Yes, that is true. I forgot to consider that the users shouldn't have to reason about the resource usage of their functions.

I think it would be good if we could measure each function instance's CPU and memory usage. It would help to adjust the scaling policy for the kubernetes setup as well as determining the scaling policy for the bare-metal case (which is something we should also work on).

We can start gathering statistics about already deployed functions. When we need to scale out a deployed workflow, we can adjust the resources accordingly for the new scaled instance (e.g., this sandbox had 1CPU and 1GB RAM, and i am now scaling it up for 3rd time in the last 5 minutes, so maybe I'll just give it more CPU and RAM this time). Similarly, if this function is used in another workflow that is being deployed, we can also consider that information.

Then during deployment, we could pick the resources of the sandbox according to some heuristics with regards the functions and states utilized in the workflow. For example, if the workflow contains a 'Parallel' or 'Map' state, we pick a sandbox flavour with more CPU and RAM.

That said, how about we have a few different flavours of sandboxes with different RAM and CPU configurations (e.g., [1 CPU, 1 GB], [1 CPU, 2 GB], [2 CPUs, 4GB]) to choose from? Or we could just have dynamic values in the deployWorkflow procedure.
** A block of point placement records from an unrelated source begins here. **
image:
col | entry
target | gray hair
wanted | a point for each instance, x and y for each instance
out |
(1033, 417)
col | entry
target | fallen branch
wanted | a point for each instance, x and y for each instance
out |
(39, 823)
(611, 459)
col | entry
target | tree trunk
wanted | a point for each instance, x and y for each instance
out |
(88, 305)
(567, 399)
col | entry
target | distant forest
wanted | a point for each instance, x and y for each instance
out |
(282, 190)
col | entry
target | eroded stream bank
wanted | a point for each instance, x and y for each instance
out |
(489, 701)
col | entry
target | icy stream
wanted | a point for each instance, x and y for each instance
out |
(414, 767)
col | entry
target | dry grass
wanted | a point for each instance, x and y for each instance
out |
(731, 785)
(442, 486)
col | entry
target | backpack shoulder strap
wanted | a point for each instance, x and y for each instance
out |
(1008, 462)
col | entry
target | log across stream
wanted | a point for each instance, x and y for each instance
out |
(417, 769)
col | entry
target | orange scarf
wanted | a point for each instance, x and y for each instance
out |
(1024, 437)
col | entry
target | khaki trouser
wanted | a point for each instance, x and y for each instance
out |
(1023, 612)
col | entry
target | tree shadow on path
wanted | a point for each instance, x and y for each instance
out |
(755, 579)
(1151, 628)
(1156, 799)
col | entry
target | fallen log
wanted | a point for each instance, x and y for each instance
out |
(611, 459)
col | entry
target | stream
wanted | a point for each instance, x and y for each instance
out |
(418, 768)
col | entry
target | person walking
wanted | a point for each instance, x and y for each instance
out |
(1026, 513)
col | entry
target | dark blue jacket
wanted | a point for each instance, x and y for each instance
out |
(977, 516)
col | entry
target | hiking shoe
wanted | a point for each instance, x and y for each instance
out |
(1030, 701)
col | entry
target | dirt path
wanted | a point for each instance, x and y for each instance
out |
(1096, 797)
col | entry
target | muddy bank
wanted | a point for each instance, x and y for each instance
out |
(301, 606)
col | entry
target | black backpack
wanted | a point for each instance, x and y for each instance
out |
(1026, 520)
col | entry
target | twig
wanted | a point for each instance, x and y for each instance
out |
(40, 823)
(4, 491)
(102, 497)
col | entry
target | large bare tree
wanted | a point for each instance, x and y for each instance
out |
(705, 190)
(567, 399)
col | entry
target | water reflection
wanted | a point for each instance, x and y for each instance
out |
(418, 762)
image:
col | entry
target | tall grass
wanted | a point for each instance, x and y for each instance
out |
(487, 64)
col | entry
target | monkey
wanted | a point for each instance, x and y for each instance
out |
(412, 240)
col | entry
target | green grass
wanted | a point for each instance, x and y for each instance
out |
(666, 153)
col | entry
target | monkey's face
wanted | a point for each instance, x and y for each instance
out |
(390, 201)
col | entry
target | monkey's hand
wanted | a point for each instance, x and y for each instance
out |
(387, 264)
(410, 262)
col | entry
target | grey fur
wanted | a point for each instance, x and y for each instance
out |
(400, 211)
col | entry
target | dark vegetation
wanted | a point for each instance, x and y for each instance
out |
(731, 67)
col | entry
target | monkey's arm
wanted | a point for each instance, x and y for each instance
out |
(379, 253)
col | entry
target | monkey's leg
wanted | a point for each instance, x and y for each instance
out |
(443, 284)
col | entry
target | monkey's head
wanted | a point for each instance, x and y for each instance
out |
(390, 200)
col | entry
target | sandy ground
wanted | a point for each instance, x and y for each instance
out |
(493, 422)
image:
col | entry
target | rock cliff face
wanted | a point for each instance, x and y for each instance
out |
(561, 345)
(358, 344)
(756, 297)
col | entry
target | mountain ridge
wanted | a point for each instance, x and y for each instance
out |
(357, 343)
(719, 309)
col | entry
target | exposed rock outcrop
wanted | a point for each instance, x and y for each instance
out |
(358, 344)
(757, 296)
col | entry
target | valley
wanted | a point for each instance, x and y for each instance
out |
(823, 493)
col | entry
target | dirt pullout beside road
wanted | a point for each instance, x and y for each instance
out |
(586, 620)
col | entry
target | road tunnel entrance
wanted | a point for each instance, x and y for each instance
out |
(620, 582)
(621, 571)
My original point was that these values are currently fixed and determined at installation time, and not adjustable afterwards during runtime, so we should try to make it more dynamic.

iakkus commented 3 years ago

See commit f347d3eb986f4a340340fe149e017a220060731e for the management functionality that allows this configuration for kubernetes environments.

Once we have the corresponding changes in the following, we can close this issue.